Einstein’s theory of general relativity gives us an interesting perspective of space-time and what is called geodesic, basically the view of the earth is curved and if we were to view an airplane in the sky, while it looks like (from the perspective of the earth) that the plane is flying in a straight path it is actually flying in a geodesic curve following the earth. Hence the reason that it may appear to fly over the curve of a far off mountain, while in the plane one still feels the sensation of straight line flight, but the farther from the earth you move the more evident the geodesic curve becomes.
Light rays follow the Geodesics in space-time. Meaning that as gravity diverts or bends the rays of light when they pass by the sun it may appear that ray is moving in a straight three dimensional line when really it is following a two dimensional curve.

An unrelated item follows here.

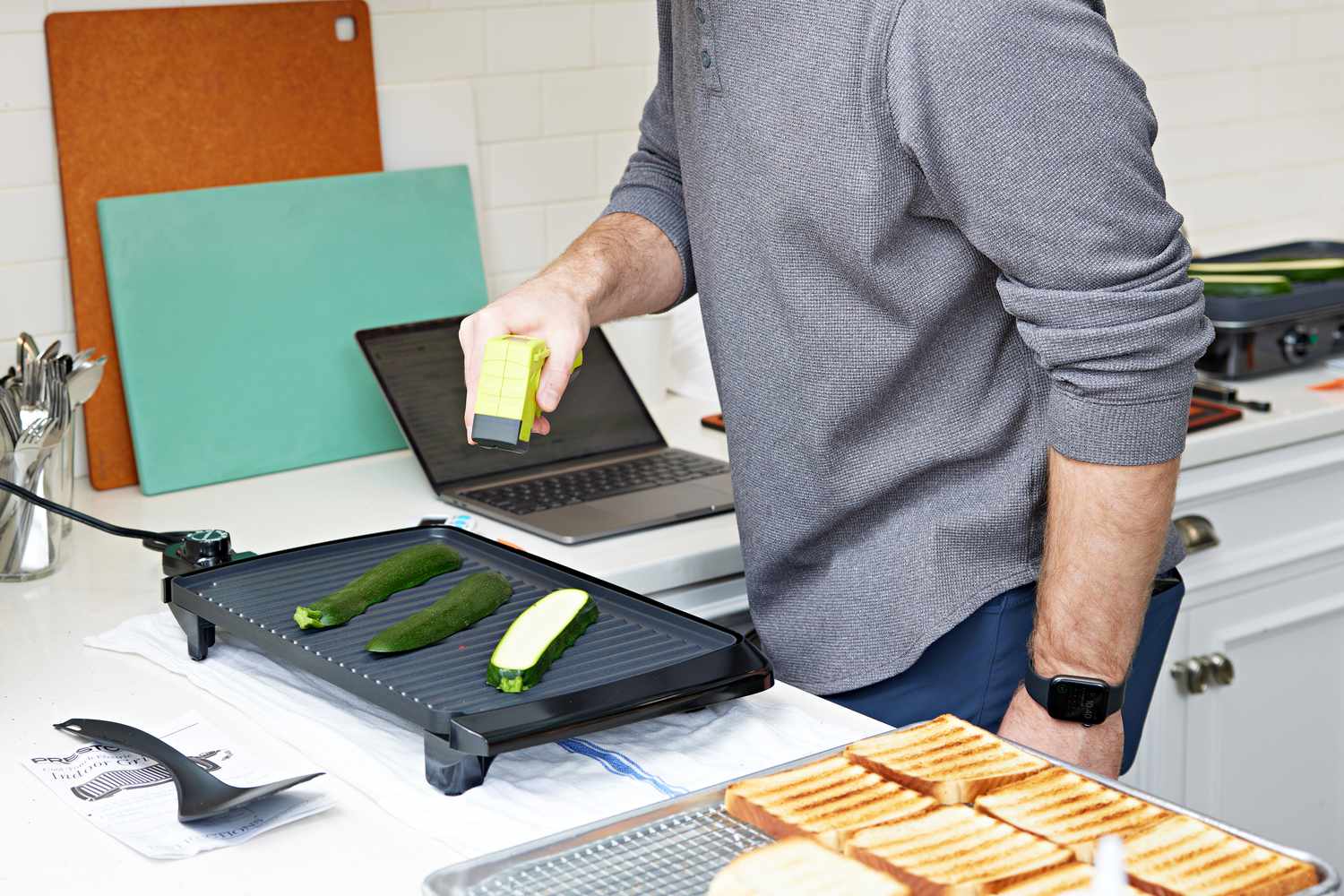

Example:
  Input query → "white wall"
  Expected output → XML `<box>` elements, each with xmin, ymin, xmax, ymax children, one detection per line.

Time likewise slows the closer to a great mass like the Earth you are. If you look at the earth from the plane cars on earth appear to move slower than if you are sitting the side of the road. There was also a test done called the twins paradox that states if two twins were to go and one lived at sea level while the other moved to a high mountain when they met again the one at higher elevation would have aged slower. It would be very small but if one were to be sent on a spaceship for a long trip, when he returned he would have aged much slower.
In this same perspective we are able to confirm Einstein’s theory of general relativity, by seeing the rays of a distant star while appearing to be in a straight line actually curve as they travel closer to the gravitational pull of the sun. Therefore the perspective of the star we see is really only a past representation of the light that has passed the sun. We don’t see the star as it appears today, but rather the light that originated many years prior due to the speed of light and the distance traveled.
If we were to look therefore at the earth from the perspective of a definitively far off distance then what would look to us like a day would rather appear in a shorter time frame. Therefore the Biblical “a thousand years is as a day in the eyes of God” Psalms 90:4 would be a scientifically accurate biblical perspective of the portrayal of Einstein’s theory of general relativity.